There are (at least) three common failure modes that can all look like “too many open files”:

  • Per-process file descriptor limit (classic EMFILE)
    • Think: ulimit -n, /proc/<pid>/limits, or systemd LimitNOFILE.
  • System-wide file table exhaustion (ENFILE)
    • Think: /proc/sys/fs/file-nr approaching /proc/sys/fs/file-max.
  • inotify instance/watch limits (common with fsnotify)
    • Think: fs.inotify.max_user_instances and fs.inotify.max_user_watches.
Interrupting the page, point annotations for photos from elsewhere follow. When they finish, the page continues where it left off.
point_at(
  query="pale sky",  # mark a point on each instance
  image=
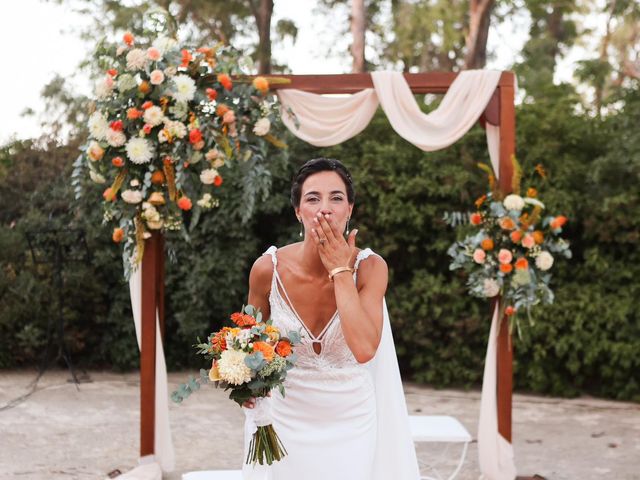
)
(36, 42)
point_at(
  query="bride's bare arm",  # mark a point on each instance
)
(360, 311)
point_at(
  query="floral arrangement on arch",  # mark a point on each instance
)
(510, 246)
(166, 122)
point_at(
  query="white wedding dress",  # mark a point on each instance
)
(339, 419)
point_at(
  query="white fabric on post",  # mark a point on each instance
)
(325, 121)
(495, 453)
(459, 110)
(163, 445)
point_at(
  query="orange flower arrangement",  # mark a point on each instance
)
(266, 349)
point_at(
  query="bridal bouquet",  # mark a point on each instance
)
(510, 247)
(167, 120)
(249, 359)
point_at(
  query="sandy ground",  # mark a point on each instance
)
(61, 432)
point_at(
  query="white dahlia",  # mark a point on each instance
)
(262, 127)
(544, 261)
(491, 287)
(232, 368)
(136, 59)
(132, 196)
(185, 88)
(513, 202)
(116, 138)
(139, 150)
(153, 115)
(98, 126)
(208, 176)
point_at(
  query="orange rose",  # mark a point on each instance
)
(487, 244)
(134, 113)
(128, 38)
(538, 237)
(475, 219)
(558, 222)
(515, 236)
(221, 110)
(261, 84)
(266, 349)
(506, 267)
(283, 348)
(157, 178)
(225, 81)
(507, 223)
(184, 203)
(118, 235)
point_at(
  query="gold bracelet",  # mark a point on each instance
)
(338, 270)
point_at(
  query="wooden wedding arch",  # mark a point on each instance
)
(500, 111)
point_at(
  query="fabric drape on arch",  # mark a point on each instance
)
(324, 121)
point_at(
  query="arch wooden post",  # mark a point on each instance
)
(152, 302)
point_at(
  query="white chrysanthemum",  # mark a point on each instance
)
(153, 115)
(164, 44)
(136, 59)
(262, 127)
(544, 261)
(98, 126)
(185, 88)
(116, 138)
(208, 176)
(139, 150)
(491, 287)
(96, 177)
(132, 196)
(513, 202)
(126, 82)
(176, 129)
(104, 87)
(232, 368)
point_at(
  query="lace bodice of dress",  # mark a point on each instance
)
(334, 352)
The rest of the tutorial helps you quickly identify which one applies.

Step 1: Check the real limits of the failing process (not your shell)

Inside the pod:

# Find your process (adjust the pattern for your app)
ps -eo pid,comm,args | grep -E 'myapp|server|gateway' | grep -v grep

# Replace <pid> with the real PID
cat /proc/<pid>/limits | sed -n '/Max open files/p'

# Count currently open FDs
ls /proc/<pid>/fd | wc -l

Why this matters:

  • ulimit -n shows the limit for your current shell, which may be totally different from a process started by an init system (systemd, supervisord, Kubernetes runtime, etc.).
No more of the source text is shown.